Read The Great Snake's Bride (spoiler free)

Confession: the gleeful tweets about snake sex made me start this series. I stayed for the charm.   

Don’t let the winking and nudging and giggling from us adult children fool you. The Great Snake’s Bride by Fushiashikumo is a brilliantly crafted story about family, trauma, healing, and how to find kinship in unlikely places. Alongside these themes is a salient commentary on womanhood and misogyny, which is expected from a gothic tale, and this manga is a fitting contribution to the genre. 

Miyo lives an uncomfortable life in an isolated village that worships the lord of the mountain – a giant snake to which the villagers provide sacrifices in the hopes that their harvests will be plentiful. She works hard for her mother, who suffers from a depression so severe it has made her near catatonic, and her younger brother. Her father is dead, disgraced by a previous transgression, and the stain of his crime lingers beside every hushed conversation and wary expression in the village. Due to the disdain meted against her family, Miyo is unanimously voted to be the next sacrifice to the lord of the mountain. Usually, natural produce would suffice, but the severity of the year’s poor harvest requires a human this time. And just as Miyo has shouldered the burdens of her family, she now bears the needs of the entire village. Of course, the mayor and his allies aim for Miyo’s death – no one, including Miyo herself, expected the elusive, giant snake to actually be a soft-hearted, humorous, and lonely creature, relieved to finally have a companion.  

The couple’s daily life is hilariously awkward in the beginning, and Miyo understandably battles with her sense of fear and revulsion, but after realising Daija-sama means her no harm, they form a soft alliance which slowly grows into friendship, and then love. During her days of loneliness and isolation, the crude, wisecracking tanuki Hachibe – who also lives on the mountain - provides sarcastic commentary to Miyo’s existential ramblings. With her newfound marriage proving to be a release from her old life in the village, Miyo grows in confidence. It’s satisfying to see her reclaim her own power, and when she confronts the villagers a while later during a trip to visit her family – alive and well – it’s impossible not to relish the stunned reactions from the villagers who once hated her.

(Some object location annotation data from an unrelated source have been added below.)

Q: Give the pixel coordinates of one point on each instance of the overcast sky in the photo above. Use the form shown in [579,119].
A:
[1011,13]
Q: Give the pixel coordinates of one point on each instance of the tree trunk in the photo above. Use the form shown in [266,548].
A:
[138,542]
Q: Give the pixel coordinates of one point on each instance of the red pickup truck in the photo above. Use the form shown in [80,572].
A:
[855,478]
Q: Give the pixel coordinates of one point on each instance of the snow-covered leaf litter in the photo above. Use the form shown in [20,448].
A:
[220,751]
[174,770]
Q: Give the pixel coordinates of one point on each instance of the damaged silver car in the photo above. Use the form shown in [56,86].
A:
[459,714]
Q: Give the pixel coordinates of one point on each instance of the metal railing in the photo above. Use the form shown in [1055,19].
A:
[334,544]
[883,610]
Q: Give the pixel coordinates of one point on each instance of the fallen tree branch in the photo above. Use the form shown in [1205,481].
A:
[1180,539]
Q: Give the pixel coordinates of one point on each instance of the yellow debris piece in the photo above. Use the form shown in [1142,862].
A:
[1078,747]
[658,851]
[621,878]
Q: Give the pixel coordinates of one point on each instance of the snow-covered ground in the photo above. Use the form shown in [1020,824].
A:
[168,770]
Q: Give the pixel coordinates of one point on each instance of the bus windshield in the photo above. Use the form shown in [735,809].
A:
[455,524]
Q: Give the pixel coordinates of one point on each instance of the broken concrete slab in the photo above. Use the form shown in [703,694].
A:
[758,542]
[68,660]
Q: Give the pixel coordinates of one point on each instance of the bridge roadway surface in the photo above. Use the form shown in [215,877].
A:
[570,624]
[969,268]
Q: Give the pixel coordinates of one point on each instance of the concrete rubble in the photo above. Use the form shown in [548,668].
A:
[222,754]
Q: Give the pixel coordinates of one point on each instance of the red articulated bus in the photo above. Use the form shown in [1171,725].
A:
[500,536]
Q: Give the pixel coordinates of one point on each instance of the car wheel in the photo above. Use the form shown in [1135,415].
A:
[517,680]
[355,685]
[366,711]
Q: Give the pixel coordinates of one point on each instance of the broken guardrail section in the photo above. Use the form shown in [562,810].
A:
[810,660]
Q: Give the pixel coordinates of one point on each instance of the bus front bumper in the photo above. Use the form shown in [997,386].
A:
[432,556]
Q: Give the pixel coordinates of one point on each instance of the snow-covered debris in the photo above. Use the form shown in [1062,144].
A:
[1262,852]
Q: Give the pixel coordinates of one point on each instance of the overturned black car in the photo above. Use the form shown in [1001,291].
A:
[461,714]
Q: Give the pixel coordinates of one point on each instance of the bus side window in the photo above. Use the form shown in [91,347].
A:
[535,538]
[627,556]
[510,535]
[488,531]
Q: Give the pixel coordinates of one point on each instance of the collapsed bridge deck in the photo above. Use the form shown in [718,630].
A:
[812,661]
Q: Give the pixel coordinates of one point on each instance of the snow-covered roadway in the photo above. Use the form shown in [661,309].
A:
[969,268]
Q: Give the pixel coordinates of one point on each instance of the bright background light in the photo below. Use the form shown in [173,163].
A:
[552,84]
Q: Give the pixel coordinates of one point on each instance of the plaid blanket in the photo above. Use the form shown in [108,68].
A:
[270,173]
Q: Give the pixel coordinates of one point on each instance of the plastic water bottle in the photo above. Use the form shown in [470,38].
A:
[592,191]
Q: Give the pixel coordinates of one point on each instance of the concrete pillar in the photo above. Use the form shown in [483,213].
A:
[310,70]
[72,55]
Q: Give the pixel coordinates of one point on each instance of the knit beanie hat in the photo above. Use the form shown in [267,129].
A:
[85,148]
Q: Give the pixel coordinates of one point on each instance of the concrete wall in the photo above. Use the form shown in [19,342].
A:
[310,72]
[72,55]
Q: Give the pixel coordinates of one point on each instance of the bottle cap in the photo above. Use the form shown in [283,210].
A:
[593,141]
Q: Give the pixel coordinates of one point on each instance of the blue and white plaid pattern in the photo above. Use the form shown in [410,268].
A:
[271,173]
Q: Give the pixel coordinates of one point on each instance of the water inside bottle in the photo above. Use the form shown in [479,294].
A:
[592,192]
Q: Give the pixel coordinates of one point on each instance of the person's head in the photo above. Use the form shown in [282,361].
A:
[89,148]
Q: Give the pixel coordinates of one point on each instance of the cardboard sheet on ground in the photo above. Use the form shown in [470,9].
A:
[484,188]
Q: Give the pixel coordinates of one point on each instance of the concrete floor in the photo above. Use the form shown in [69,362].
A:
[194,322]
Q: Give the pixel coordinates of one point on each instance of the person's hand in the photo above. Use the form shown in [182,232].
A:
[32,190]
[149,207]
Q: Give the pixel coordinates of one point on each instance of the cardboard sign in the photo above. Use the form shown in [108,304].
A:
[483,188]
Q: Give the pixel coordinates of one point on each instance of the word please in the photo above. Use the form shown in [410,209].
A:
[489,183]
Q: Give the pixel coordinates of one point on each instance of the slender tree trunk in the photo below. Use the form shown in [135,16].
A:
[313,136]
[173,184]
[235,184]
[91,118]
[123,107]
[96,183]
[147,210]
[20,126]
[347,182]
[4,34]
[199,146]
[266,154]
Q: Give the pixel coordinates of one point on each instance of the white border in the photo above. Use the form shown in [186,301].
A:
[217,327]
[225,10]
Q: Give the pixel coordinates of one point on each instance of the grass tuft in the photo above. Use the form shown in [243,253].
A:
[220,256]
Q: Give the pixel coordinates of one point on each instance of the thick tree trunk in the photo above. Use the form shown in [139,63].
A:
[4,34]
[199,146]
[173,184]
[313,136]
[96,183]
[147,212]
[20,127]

Now, she’s the most powerful woman they know.  

Beneath the soft, slice-of-life storytelling style is a darker narrative surrounding Daija’s violent tendencies, his worrisome past with a young monk on a quest for revenge, and Miyo’s own unravelling as she transforms into something less than human. There are some deeply disturbing sequences and moments of genuine horror throughout the story, and Miyo isn’t the only villager who contends with a growing sense of inhumanity. There are times when the villagers’ actions make you question who is the real monster? And as the story intensifies, these questions increase with deepening severity.   

As this story is still ongoing, I wouldn’t want to spoil what happens at the end of the first volume. But I can confirm we do get snake sex, and quite a lot of it. No complaints from me.  

I can’t recommend this manga enough.